Malgré l'insistance d'Axel pendant tout le trajet en voiture jusqu'à la gare, ainsi que l'obstination téléphonique de Caroline qui m'a proposé et reproposé de venir me chercher, je suis tout de même parvenue à monter toute seule comme une grande dans ce foutu train. Je voulais sérieusement avoir un moment de répits seule avec moi-même, persuadée que ça me permettrait de faire le point. Juste deux petites heures pour parvenir à mettre des mots sur ce que je ressens au fond de moi, ce n'était pas trop demandé au vu des évènements.

Au final, quoi ? Absolument rien. Je me sens seulement lessivée, totalement vidée. Pas de colère ni de tristesse, seulement un vide intérieur bien plus déboussolant que n'importe quelle autre émotion.

La colère j'aurais pu gérer, j'ai l'habitude de ressentir de la haine à l'égard de ma mère. La tristesse je connais aussi, je sais facilement la dompter et rebondir mais alors ça, ce rien du tout, il me dépasse complètement.

Le retour de ma mère... Bon Dieu, ce n'est quand même pas rien ! Je n'avais jamais ne serait-ce que songer une seconde que ce jour pourrait arriver.

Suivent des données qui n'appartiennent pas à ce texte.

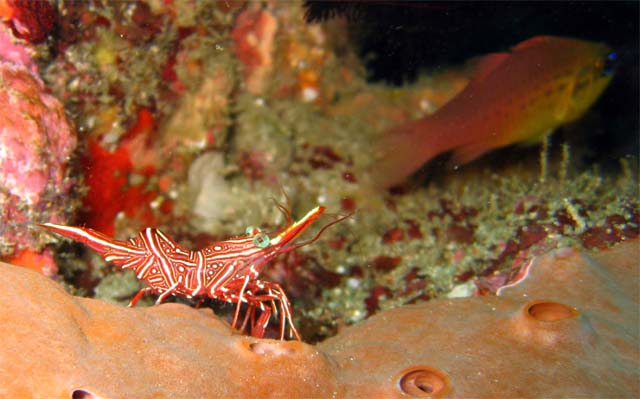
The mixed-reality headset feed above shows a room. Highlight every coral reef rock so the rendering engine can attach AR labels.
[0,26,76,257]
[0,240,640,399]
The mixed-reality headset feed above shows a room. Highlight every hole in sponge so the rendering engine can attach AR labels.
[526,301,578,321]
[249,342,295,356]
[398,366,449,398]
[71,389,98,399]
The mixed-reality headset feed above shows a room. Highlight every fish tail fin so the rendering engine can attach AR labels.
[368,116,457,190]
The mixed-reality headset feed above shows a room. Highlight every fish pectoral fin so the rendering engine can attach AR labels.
[553,78,576,122]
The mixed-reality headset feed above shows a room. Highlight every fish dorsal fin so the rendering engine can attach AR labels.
[511,36,552,51]
[469,53,509,82]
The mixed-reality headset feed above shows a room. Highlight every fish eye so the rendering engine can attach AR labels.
[602,51,618,76]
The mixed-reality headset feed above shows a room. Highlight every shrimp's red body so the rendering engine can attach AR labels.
[41,206,344,340]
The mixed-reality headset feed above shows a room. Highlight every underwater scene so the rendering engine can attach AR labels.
[0,0,640,399]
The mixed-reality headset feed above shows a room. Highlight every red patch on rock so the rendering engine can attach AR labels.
[0,0,56,43]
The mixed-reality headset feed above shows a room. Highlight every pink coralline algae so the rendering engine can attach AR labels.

Je m'étais d'ailleurs largement faite à l'idée de ne plus jamais la revoir de ma vie et ce, depuis bien longtemps. Au fil du temps son visage et sa voix avaient même presque autant quittés ma mémoire qu'elle-même avait complètement disparu de ma vie, c'est pour dire. Toutefois, j'aurais pu parier cher que si ce fameux jour venait à arriver, j'en serais d'une manière ou d'une ou autre inévitablement affectée. Mais putain, rien.

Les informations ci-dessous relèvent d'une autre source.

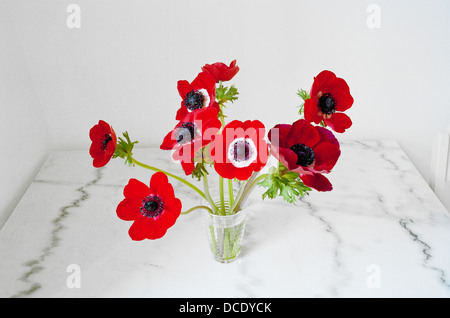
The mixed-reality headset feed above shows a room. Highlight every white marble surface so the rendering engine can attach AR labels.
[0,141,450,298]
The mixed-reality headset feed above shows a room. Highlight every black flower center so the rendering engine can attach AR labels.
[175,122,197,145]
[289,144,314,167]
[319,93,336,115]
[184,91,205,111]
[233,140,252,162]
[140,195,163,218]
[100,135,112,150]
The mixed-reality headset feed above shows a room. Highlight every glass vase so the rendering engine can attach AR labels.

-Port-Avenue Mademoiselle, m'annonce un agent de la SCNF qui a contrôlé mon billet un peu plus tôt alors que le convoi ralentit.

Je le gratifie d'un sourire pour s'être souvenu de ma destination et m'avoir évité de la manquer, trop plongée dans mes pensées pour y prêter attention, et attrape mon bagage pour rejoindre la sortie dans un soupir ravalé.

Est-ce que fuir était réellement la meilleure solution ?

Je le croyais sérieusement mais maintenant, je n'en suis plus aussi certaine. J'ai le sentiment écœurant d'avoir été aussi lâche en refusant de l'affronter, qu'elle l'a elle-même été en s'abaissant à la cruauté de son conjoint au dépit du bien-être de sa propre fille.

Constater cette similitude entre ma mère et moi me fait frissonner de dégoût mais surtout, le réaliser me fait amèrement regretter d'être parti aussi lâchement en laissant derrière-moi la seule personne auprès de laquelle j'ai réellement envie d'être en ce moment.

Je m'empresse de chercher mon portable et d'appeler Axel, les mains soudainement tremblantes, comme prise d'une crise d'angoisse de réaliser qu'il est loin de moi. Parce que je l'ai décidé qui plus est. Quelle idiote. 

Les portes s'ouvrent alors que les sonneries retentissent dans le vide, mon cœur qui bat anormalement vite à chacune d'elles.

Répond, je t'en prie !

-Lia ! m'interpelle gaiment Caroline depuis le quai.

Je raccroche tristement à l'entente de la voix robotique du répondeur, tandis que ma meilleure amie me saute dessus alors que je pose tout juste un pied hors du wagon.

-Comment tu m'as trop, trop, trop, manqué ! s'excite-t-elle en nous berçant avec ferveur.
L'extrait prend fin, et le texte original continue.